Modes aren’t necessarily viewed as a testing ground for new features in TFT, but sometimes ideas are just too good to pass up (like Fortune’s Favor’s lesser champion duplicator, for instance.) But they are a place where the TFT team can try new things and figure out what’s really fun for all of you.
As the team looks ahead to future event modes, they’re exploring both making completely new modes and revisiting existing ones. Either way, it’s a never-ending process of discovery and learning what players will love in TFT.
“We don't expect every mode to be as successful as Fortune's Favor,” says Riot Lucky Seat. “But we want to keep exploring and finding those things that players really like, and understand better what a temporary game mode should look like and what place it should have in their enjoyment of TFT.”

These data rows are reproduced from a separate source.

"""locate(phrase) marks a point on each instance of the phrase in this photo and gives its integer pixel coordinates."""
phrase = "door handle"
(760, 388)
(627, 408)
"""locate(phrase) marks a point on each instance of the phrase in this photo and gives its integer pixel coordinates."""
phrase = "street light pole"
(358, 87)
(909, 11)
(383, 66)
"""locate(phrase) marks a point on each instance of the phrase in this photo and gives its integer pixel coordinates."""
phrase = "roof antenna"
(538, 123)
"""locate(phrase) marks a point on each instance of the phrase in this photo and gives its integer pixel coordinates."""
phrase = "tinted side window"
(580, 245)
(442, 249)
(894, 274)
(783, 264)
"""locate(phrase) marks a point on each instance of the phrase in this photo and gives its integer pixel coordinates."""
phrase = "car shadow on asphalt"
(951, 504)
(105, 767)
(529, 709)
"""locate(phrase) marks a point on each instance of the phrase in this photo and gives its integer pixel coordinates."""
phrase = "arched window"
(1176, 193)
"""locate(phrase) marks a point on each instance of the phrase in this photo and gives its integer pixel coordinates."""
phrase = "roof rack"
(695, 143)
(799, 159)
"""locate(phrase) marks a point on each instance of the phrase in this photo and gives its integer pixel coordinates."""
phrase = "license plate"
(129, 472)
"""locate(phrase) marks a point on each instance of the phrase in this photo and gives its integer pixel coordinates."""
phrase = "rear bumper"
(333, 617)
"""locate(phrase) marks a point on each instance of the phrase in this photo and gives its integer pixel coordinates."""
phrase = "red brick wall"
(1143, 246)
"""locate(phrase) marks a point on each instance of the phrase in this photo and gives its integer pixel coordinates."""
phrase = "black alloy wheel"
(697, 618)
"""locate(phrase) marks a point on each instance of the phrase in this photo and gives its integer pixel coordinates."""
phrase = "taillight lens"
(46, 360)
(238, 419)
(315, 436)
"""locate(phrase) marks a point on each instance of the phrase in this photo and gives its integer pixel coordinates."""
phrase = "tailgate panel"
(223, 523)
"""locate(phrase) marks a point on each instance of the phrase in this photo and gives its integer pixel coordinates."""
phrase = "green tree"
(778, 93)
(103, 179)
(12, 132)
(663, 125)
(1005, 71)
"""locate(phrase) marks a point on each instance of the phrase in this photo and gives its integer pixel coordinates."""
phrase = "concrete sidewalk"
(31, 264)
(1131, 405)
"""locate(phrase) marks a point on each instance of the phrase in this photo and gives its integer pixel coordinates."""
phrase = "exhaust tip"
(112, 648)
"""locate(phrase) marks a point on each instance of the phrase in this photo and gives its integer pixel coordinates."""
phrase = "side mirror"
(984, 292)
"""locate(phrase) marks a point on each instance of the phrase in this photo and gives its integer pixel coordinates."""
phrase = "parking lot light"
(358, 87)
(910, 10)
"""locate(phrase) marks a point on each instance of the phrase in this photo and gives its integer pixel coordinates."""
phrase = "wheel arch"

On the design side of things, modes are also about challenging the player base with out-of-the-box ideas. After all, it’s kind of in the team’s DNA—TFT itself started out as a wild mode idea for League and is now a fully-fledged game in its own right.
“In modes, it is better to be a flawed memory than perfectly forgotten,” says AfternoonTyphoon.
“As a designer, it's easy to worry too much about challenging your audience when you should really be worried about boring your audience,” adds Riot Lucky Seat. “We are happy to challenge our audience.”